I thought there’d be bedtimes and after-hours times when I could watch TV and eat chocolate and have adult conversations in full-sentence exchanges.
I thought I’d go to sleep at some point, and wake up in another, refreshed and renewed and revitalised for the day.
I thought I’d still have a career.
I still thought I’d be brilliant – at something – not quite sure what.
I thought the kids would eat everything I put in front of them, and the dishes would do themselves and the lunch boxes would be packed with artistic flourishes and I would hand sew costumes and, well, you know.
I also thought I’d be fun. I thought I’d be the mum that surfs, and skis, and holds talent shows, and acts the fool, and we’d be a family that sits around the dinner table laughing and enjoying each other’s company.

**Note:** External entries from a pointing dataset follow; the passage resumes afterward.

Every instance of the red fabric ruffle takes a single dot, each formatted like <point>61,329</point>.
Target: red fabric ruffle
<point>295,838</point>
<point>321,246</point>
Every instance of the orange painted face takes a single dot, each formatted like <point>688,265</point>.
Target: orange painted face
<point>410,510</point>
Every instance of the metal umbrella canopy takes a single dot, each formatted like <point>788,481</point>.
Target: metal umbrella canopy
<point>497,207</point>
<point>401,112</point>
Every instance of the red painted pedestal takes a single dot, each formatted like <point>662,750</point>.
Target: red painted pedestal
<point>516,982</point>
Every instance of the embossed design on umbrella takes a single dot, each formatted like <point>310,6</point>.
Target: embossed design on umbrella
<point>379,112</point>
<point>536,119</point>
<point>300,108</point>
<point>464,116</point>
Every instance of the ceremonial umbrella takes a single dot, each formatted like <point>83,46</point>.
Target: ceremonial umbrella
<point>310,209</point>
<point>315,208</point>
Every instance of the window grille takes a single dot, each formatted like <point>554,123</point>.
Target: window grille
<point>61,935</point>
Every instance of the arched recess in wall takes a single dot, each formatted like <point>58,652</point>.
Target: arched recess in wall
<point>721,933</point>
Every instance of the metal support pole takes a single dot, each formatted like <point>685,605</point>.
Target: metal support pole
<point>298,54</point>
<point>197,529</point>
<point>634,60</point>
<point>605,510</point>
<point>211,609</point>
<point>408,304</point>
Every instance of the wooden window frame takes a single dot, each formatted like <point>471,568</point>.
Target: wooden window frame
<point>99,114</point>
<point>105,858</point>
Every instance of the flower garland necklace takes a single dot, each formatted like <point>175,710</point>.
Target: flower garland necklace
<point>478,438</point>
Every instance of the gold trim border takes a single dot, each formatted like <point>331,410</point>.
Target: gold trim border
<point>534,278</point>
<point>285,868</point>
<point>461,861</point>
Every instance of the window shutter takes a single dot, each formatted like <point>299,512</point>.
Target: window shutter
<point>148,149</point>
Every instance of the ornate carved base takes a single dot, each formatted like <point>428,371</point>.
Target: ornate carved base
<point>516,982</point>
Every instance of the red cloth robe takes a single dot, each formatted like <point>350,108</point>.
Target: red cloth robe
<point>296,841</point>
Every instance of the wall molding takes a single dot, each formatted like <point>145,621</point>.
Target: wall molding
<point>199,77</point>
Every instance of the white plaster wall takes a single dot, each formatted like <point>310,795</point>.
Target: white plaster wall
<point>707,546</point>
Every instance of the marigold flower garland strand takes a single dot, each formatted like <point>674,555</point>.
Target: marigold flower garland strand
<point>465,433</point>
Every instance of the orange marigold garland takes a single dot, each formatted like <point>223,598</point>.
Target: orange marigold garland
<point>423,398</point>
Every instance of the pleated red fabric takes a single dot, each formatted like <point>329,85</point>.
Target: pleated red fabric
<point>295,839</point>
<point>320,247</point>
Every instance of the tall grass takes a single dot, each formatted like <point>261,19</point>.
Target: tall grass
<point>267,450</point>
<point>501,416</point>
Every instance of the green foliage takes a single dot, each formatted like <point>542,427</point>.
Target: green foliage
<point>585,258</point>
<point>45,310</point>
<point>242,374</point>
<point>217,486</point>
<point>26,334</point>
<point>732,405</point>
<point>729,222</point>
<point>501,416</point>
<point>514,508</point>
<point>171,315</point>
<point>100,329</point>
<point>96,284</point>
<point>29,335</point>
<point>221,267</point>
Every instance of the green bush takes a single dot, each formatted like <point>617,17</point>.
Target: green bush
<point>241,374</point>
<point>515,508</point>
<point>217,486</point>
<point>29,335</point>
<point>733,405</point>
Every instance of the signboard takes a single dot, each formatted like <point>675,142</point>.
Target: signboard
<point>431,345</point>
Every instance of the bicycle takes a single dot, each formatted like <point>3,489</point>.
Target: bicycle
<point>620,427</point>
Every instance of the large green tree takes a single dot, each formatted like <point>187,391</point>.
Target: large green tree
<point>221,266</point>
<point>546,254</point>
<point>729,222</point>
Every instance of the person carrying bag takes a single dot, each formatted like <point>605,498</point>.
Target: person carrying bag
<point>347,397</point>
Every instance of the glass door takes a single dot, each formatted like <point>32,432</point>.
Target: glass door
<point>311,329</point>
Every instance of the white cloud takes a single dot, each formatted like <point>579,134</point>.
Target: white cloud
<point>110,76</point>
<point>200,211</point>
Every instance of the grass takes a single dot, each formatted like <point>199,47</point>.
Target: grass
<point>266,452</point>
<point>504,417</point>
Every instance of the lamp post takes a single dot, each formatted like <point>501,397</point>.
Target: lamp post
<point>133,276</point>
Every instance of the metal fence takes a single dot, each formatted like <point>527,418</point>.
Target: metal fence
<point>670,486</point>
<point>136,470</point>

The other weekend I was at a party and someone described their partner in this way:
“This is what he’s like, ‘WHAT’S THE MOST FUN WE CAN HAVE RIGHT NOW?’ like, ‘WHAT’S THE FUNNEST THING WE CAN DO RIGHT NOW?” and I turned to Ron and said,
“But, who does the dishes?”
This morning, we woke up next to a river (I am becoming obsessed by rivers – expect a post in the future about rivers) and I took my coffee (I only have coffee on Sundays these days, so it’s a Special Moment) down to the shore of the river and it was beautiful. I went back up to the camper van and said to the kids – you guys should definitely go for a swim – it’s sensational down there. And Louis’ instant response was, “Will you swim with me?” and my instant response was, “No, I just got dressed – I’ll come down and watch though.” And the whole time I was sitting there (watching) thinking, “Why the FUCK am I not in the river swimming??” and the words of that woman at the party were echoing in my head, “WHAT’S THE FUNNEST THING I COULD DO RIGHT NOW?”
And, fuck it, I stripped down to my bra and undies and jumped in! It was great! We had a blast, and we all had gigantic smiles on our faces, and we were all alone – us and the glorious river and the ten thousand sand flies and the family of six goats roaming the cliff face – but no-one in front of whom I felt I needed to be worried about being there in my bra and undies and my bra and undies are of the Comfortable Variety, and god damn it they were good to swim in. In contrast to my fucking tortuous togs which cut in under my arms and make bulges of my thighs “where the flesh no longer holds the firmness of youth” (thank you Joan Didion), and require gymnastic stretches to get on and off. In contrast to that – to that’s how it feels for me to go for a swim, swimming in my Comfortable Variety bra and undies, was a fucking revolution. Which is why I’m writing about it here, where we are raising them.
So, this morning, exactly one of my ideas from my Expert Parent of the Non-Parent Division was brought to life. I’m so pleased I went to that party, stayed sober long enough to hear and remember that anecdote, and my reaction to it, and to make changes. I am now on a mission to find Comfortable Variety Togs.
In other news, when we got to a washing machine this afternoon and I did the washing, I noticed, whilst hanging up the clothes, a very unfortunate stain on the back of my Comfortable Variety undies – from where I went down one of the rapids on my arse. On a set of cricket whites, the stain would clearly be identified as a grass stain. On the back-side of a pair of white undies, it does look rather more unfortunate than that.